No voo Brasil Lisboa, o filme a nos entretenter era O Exótico Hotel Marigold (Grã Bretanha, 2012, filme que reúne estórias maravilhosas de aposentados que buscam o seu re-inventar-se na vida, numa viagem à Índia. A personagem de Judy Dench, um espetáculo de papel, e de atriz, se joga de paraquedas numa nova cultura, não só para mesclar com a sua própria, mas principalmente para, destacar as suas singularidades e estranhezas e seguir em frente depois de ficar viúva e estigmatizada pela família e pela sociedade. Já achei um bom sinal…me fortalecer com todas aqueles mergulhos nas profundezas do mar sem fim.

Assim como ela, também fiquei cabreira quando cheguei à Plaza Mayor, no meio daquela turistada. Mas respirei, sentei numa mesa aconchegante, pedi uma sangria, uma comidinha, um mapa e lápis na mão, e pernas para que te quero! E naquele calorão do verão Madrileño, boné na cabeça, bermudas, mochila, diário de viagem, olhar com a pupila dilatada, e todos os instintos aguçados, foi-se o medo, e veio uma delícia de sentimento de abertura para o mundo. Vento na cara mesmo. Dona de si. Do caminho. Do tempo. Do gosto. E por longos 6 dias, onde a noite só visitava já no dobrar da madrugada (escurecia quase meia noite), eu seguia com a percepção de que, o tempo não é somente aquele do relógio, e que o meu silêncio me empoderava…(conversava sozinha sim: “faço o que hoje?” E eu mesma respondia esfuziante!!- Alhures!) .

O que gosto de fazer sozinha nos lugares ?: Sair à esmo. Perder-me como pontua Tatiana, entrar no supermercado e comprar coisas inusitadas – tesourinha , por exemplo, sempre compro uma…; descobrir ruas; arriscar um palpite; provar um nome apenas no cardápio – pulpo à vinagrete!; pedir a alguém uma informação e depois uma foto; e observar – muito. Tentar me transvestir de pessoa local, de estrangeira, de imaginar aquelas pessoas como sendo da minha cidade, e por aí eu vou, brincando com o mundo e seus espaços dissonantes.

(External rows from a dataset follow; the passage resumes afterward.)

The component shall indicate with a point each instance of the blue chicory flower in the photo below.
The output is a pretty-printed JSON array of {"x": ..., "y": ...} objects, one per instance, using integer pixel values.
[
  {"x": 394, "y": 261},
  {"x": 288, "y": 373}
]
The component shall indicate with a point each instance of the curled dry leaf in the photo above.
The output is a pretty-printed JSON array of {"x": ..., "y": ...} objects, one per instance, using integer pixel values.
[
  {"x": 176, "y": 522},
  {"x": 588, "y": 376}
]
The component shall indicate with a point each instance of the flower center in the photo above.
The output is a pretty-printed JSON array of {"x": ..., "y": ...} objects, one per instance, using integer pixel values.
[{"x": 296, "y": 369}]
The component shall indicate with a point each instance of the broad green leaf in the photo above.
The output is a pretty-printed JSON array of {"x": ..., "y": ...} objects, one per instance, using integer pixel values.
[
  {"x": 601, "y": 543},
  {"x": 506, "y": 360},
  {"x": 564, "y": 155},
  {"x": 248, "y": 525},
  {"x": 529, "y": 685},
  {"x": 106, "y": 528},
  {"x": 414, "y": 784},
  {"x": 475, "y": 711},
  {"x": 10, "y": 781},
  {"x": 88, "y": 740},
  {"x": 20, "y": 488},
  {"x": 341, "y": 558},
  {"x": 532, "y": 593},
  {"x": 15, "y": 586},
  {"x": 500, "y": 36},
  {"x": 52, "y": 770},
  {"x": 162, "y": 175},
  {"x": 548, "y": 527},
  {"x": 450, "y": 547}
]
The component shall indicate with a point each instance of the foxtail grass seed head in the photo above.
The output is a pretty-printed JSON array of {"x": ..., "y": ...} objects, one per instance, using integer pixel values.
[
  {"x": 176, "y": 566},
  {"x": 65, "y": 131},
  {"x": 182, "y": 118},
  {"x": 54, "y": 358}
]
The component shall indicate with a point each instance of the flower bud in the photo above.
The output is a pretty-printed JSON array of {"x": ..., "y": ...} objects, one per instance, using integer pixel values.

Senti uma nostalgia enorme de ser jovem. Não falo somente da beleza da juventude, mas da disponibilidade que ela impõe-nos. Aquela atmosfera de topar tudo. Vi que já não topo tanto tudo, mas ainda topo muita coisa, e é esse amontoado de topar, de nos lançar diante do alvo, que nos dá a dimensão do que ainda podemos nas viagens, e claro na vida. Gostei de mim conversando com estranhos, vencendo meus medos, me atirando nos dias e principalmente , de me ver perdida numa noite de verão

E viajando sozinha, me dei conta também do quanto admiro quem viaja em família. Oportunidade única para o diálogo, aquisição de intimidade, cultura, generosidade, aproximação, férias, e o que se pode chamar de legado amoroso. Experiência que pouco exerci, afinal viajar era coisa para rico até pouco tempo, e que também não fazia parte da cultura dos brasileiros. Nosso povo, está sempre a deixar os filhos com a mãe, a sogra, para o casal ter o tempo todo seu. Legítimo. Mas, da outra forma, também o é, um lugar onde tudo acontece entre pais e filhos. Se eu pudesse voltar o tempo, e ter mais travel cheques….teria levado meus filhos em cada canto do mundo por onde um dia, me atrevi a andar.

Quando chegamos em casa e vemos as fotos, nem acreditamos que atravessamos mares, voos, solidão, insegurança, e silêncios profundos diante da excitação de amanhecer num novo lugar. E cada foto, ao invés das iguaiszinhas às do Google ou Facebook, são fotos suas. Só suas. De uma viagem que não está nos guias nem nos Sightseeings, mas na sua vivência e sonho.

Atrever-se: é uma questão! Sob o Céu que nos Protege. Sempre!